Cela ne justifiait pas pour autant que mon Georges se mange un pain, même s’il pouvait fort bien symboliser ce capitalisme financier que je tiens pour responsable de la catastrophe. J’en étais là avec mon rêve, que je n’avais pas perdu de vue, quand j’ai donné ma formation et que j’ai parlé de l’ombre. Or il y a quelque chose d’intéressant avec cette dernière. On ne peut pas en parler sans qu’elle s’en mêle et nous emmêle. C’est comme l’Anima et le Soi, ce ne sont pas de concepts sur lesquels on peut gloser mais des réalités vivantes qui s’emparent de nous. Et il se trouve que dans les jours qui précédaient la formation, comme je préparais celle-ci et prenais quelques notes sur l’ombre, j’avais commencé à m’énerver sérieusement dans une discussion avec un de mes « amis » Facebook – appelons-le Serge. Cela avait pris une telle ampleur que, conscient de ce que quelque chose en moi était certainement activé, et devant mettre mon attention ailleurs, j’avais coupé court à notre dialogue qui tournait au vinaigre. Mais je m’étais promis de tenter de comprendre ce qui se passait en moi car cela faisait longtemps que je ne m’étais pas énervé à ce point dans un échange d’idées.
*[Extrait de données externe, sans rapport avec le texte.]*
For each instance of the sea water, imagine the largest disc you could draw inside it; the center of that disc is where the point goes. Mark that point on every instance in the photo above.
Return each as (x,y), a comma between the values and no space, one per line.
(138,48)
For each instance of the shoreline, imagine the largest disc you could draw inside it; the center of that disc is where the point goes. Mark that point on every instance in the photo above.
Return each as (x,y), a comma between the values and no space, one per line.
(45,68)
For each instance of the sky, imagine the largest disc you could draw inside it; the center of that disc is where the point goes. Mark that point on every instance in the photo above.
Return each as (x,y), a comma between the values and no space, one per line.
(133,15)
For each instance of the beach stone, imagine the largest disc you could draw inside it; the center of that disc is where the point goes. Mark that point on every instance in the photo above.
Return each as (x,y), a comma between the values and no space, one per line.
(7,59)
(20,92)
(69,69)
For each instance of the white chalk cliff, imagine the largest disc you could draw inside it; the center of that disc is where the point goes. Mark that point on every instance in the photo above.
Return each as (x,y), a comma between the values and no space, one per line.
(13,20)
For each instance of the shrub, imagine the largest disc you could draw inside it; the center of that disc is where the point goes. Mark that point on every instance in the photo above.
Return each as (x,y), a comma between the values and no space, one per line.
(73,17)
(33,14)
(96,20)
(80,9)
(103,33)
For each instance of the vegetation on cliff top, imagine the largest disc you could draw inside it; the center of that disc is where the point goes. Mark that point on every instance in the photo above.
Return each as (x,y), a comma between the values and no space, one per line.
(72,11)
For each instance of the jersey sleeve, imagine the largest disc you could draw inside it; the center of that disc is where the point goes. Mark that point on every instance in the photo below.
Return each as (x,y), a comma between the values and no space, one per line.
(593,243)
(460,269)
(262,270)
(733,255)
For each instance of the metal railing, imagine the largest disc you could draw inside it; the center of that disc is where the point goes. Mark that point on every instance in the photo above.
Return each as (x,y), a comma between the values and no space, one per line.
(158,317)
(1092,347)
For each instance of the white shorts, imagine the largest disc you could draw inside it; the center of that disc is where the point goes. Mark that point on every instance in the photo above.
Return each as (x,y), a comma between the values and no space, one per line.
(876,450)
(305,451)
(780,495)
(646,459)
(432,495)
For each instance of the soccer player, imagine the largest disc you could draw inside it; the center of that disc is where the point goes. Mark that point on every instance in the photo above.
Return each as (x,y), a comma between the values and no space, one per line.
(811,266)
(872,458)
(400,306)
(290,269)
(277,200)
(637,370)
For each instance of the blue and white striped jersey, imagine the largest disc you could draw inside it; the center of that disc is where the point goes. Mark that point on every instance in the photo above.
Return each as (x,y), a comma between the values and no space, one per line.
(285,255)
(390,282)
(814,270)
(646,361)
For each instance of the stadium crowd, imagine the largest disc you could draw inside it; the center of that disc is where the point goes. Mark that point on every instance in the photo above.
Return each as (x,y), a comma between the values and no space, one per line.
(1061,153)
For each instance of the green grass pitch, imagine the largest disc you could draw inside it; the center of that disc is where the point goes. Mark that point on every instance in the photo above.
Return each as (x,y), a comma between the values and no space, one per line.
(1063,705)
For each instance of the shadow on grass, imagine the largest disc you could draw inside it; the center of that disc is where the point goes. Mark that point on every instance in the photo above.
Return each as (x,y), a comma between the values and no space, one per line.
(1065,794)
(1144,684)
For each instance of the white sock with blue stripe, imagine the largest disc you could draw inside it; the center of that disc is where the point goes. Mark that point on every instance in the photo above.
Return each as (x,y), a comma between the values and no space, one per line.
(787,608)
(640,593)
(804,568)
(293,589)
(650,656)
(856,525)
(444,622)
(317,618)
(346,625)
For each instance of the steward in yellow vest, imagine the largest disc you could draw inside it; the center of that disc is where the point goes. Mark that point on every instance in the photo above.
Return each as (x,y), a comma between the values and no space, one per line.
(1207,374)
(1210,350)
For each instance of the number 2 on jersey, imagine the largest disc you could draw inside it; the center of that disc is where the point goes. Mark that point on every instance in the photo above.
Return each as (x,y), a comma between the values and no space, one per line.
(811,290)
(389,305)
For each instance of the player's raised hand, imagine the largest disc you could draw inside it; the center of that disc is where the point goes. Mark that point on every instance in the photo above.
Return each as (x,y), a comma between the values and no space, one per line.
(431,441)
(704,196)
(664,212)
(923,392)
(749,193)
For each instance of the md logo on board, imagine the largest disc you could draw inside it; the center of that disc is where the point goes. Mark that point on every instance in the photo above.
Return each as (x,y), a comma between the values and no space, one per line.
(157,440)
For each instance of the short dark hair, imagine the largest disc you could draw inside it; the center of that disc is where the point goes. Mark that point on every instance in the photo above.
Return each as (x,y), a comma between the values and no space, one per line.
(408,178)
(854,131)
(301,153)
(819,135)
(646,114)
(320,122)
Au sortir de la formation, j’ai pris conscience de ce que je n’avais pas le choix que de m’appliquer ma propre médecine. C’est un des aspects fatiguant de ce travail avec les rêves et l’inconscient (lol), qui peut en décourager plus d’un : il n’a aucune valeur si vous ne pratiquez pas sans arrêt ce que vous cherchez à communiquer. D’ailleurs, en fait, il s’avère généralement que si vous éprouvez comme moi le besoin d’en parler, c’est que vous avez surtout besoin d’entendre les enseignements que vous prodiguez. Bref, la règle dans ce domaine, c’est eat your own dog food, c’est-à-dire « mange ta propre nourriture de chien », ce qui ne manque pas de piquant n’est-ce pas avec notre évocation du cynisme. Alors j’ai cherché ce qui avait bien pu se passer, ce qui m’avait « déclenché » dans une telle colère, non pas tant pour la remettre sur le feu et l’alimenter que pour essayer de saisir ce que je projetais dans celle-ci.

La question qui se pose à chaque fois, c’est comment intégrer la part d’ombre qui se manifeste dans le conflit ?

Le premier pas pour y parvenir, c’est de se taire, de cesser d’alimenter le conflit à l’extérieur. Il faut, comme je l’ai dit plus haut, parvenir à un certain point de neutralité intérieure qui signale que la cuisson de l’ombre est à point.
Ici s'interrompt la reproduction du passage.